The support bundle command should have also generated a .tar.gz
archive. This will contain lots of information about the cluster and it's resources that will assist with troubleshooting.
I hope this is helpful!
Hi @cbodonnell,
Thank you for your help to understand the issue. I tried to track the issues/rfes/suggestions in a better way. Please, feel free to check and let me know wdyt and/or how can I help.
About support arm64
It seems that it will not work out by removing the tolerant criteria, see: #896. It shows that the for we are able to support arm64 the images used must also be built for arm64.
Therefore, I open a new issue for it: (RFE) #3360
Also, I am prosing we add the info into the README for now so that we can avoid others facing the same, see: https://github.com/replicatedhq/kots/pull/3362/files
Node Affinity criteria also seem that would not work on kind by default
I believe that after solving that I might fail on another issue as well. See that when I change the kind for 3 nodes I faced the warning FailedScheduling 71s default-scheduler 0/3 nodes are available: 1 node(s) had untolerated taint {node-role.kubernetes.io/control-plane: }, 3 node(s) didn't match Pod's node affinity/selector. preemption: 0/3 nodes are available: 3 Preemption is not helpful for scheduling.
. Then, I checked that kind nodes do not have the label node-role.kubernetes.io/master
which I understand would make it also make fail.

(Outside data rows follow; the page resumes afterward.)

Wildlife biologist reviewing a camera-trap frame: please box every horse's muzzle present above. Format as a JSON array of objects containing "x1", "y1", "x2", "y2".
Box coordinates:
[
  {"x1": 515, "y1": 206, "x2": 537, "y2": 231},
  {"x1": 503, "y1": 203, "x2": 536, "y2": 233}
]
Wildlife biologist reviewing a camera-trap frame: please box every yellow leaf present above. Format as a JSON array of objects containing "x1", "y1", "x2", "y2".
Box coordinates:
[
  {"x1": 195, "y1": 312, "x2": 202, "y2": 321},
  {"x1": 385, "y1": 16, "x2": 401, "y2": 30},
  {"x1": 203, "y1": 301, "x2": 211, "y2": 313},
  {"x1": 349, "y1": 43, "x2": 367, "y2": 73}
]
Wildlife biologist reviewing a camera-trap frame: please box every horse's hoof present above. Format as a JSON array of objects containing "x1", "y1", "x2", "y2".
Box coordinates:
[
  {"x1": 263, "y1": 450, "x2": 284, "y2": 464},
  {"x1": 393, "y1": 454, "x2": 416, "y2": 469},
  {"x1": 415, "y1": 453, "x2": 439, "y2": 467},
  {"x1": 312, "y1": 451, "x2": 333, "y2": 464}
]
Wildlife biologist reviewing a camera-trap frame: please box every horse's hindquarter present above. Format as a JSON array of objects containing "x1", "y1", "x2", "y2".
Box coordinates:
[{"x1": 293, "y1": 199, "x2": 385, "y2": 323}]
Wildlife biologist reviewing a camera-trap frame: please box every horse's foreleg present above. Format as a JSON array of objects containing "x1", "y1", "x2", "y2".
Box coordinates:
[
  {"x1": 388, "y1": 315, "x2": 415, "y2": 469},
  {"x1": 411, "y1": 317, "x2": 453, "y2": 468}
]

So, to see if we could also change that to allow kots to work on vendors like the kind I created the issue: #3361
About support bundle command should have also generated a .tar.gz archive
I could find it really thank you. But, in this case, that does seem too much help either. I mean, by knowing that arm64 is not supported then we can know the reason for the problem but it has not a check like "validate cluster platform". I raised this one as one: replicatedhq/troubleshoot#805
Again, thank you a lot for your time and attention.
Closing this one since it seems like we could raise properly issues for each case scenario and project to be better addressed.